Oeuvre de jeunesse de Tremblay, Bonjour, là, bonjour s’inscrit dans la révolution de l’histoire du théâtre québécois des années soixante-dix. Une puissante partition d’harmonies et de discordes orchestrée de main de maître par Lorraine Côté.
Assistance mise en scène : France Deslauriers
Concepteurs : Alexandre Fecteau, Élise Dubé, Julie Morel, Sonoyo Nishikawa et Yves Dubois
Théâtre de la Bordée
315, Saint-Joseph Est
Billetterie : 418-694-9721
par Sophie Vaillancourt Léonard
C’est avec une œuvre de jeunesse de Michel Tremblay que le Théâtre de La Bordée a entamé, avec force sa saison 2010-2011. De retour d’un voyage de réflexion, Serge (Eliot Laprise) retrouve sa famille dysfonctionnelle : ses deux tantes malades et grinçantes (Lise Castonguay et Marjorie Vaillancourt), son père sourd (Patric Saucier) et ses quatre sœurs : la bourgeoise alcoolique (Erika Gagnon), la névrosée (Sylvie Cantin), la boulimique (Marie-Josée Bastien) et Nicole (Catherine Hughes), celle avec qui il vivra finalement aux yeux de tous, une passion amoureuse taboue et cachée depuis toujours.
Érigée en pyramide, la mise en scène de Lorraine Côté frappe : Nicole, placée tout en haut de son piédestal, sur un lit dont elle ne descendra jamais, devient l’objet ultime de la tentation, l’objectif tant attendu. Serge, tout en bas, fait face au « mur » de ses trois sœurs. Derrière, le lit des deux tantes fait figure de sentinelle et tout près, le fauteuil et la télévision du père qui, s’il n’entend rien,
est loin de ne pas voir ce qui se passe sous son toit.

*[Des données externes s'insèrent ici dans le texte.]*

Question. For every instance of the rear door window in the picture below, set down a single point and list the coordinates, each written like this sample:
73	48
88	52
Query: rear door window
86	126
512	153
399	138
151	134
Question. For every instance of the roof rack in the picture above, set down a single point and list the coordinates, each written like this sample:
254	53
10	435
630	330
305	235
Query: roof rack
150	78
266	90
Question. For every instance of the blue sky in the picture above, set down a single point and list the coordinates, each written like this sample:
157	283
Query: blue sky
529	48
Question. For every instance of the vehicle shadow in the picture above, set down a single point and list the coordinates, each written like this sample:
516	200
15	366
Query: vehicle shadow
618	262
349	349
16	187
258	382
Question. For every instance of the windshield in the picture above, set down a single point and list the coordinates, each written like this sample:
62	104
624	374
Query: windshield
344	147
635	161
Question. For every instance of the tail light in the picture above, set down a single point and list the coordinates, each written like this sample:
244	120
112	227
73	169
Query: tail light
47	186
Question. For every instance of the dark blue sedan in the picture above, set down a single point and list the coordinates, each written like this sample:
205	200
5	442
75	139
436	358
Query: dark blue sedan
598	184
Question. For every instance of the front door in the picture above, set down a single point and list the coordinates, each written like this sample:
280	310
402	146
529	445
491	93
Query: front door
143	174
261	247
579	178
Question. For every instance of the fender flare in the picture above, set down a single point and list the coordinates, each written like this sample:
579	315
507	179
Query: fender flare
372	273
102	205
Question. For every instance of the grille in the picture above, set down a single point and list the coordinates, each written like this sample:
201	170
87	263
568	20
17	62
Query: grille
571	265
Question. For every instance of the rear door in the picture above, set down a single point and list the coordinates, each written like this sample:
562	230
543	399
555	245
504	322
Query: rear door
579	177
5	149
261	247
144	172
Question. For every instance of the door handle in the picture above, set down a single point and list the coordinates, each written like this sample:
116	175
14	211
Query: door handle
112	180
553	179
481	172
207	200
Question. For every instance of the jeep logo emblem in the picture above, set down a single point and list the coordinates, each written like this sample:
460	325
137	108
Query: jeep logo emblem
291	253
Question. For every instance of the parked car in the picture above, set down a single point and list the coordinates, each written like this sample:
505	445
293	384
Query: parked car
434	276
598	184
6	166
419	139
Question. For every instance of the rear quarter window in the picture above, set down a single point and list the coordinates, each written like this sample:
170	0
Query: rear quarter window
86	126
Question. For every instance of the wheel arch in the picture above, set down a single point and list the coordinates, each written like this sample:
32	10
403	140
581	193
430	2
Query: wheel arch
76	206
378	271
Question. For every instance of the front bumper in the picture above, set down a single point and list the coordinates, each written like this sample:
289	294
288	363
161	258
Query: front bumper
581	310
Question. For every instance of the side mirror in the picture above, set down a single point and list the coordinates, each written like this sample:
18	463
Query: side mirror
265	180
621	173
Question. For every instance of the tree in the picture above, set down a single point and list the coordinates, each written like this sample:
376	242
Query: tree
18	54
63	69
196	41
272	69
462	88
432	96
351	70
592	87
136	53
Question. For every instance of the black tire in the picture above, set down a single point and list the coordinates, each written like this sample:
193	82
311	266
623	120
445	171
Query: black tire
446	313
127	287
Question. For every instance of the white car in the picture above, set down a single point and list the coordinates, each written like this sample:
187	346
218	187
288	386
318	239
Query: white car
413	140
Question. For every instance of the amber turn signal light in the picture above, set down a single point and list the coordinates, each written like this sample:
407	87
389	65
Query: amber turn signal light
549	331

Tremblay, pour qui l’art de mélanger voix et dialogues n’a plus de secrets, ne donne pas la tâche facile à qui voudrait mettre en scène Bonjour, là, bonjour. Pendant plus d’une heure quarante, les répliques fusent de toute part et les comédiens n’ont d’autre choix que de rester sur scène pendant la durée entière du spectacle. Lorraine Côté a su diriger les acteurs de façon magistrale; le rythme est définitivement la force du spectacle. Chapeau également à Patric Saucier qui, peu convaincant dans les premières minutes, offre une interprétation bouleversante et superbe de ce père prisonnier de son rôle d’homme.
Bref, si cet univers de Michel Tremblay est plus sombre et difficile que d’autres textes qu'on lui connaît, Tremblay reste Tremblay dans son art de la répartie; le public, parfois ému aux larmes aura également eu ses fous rires.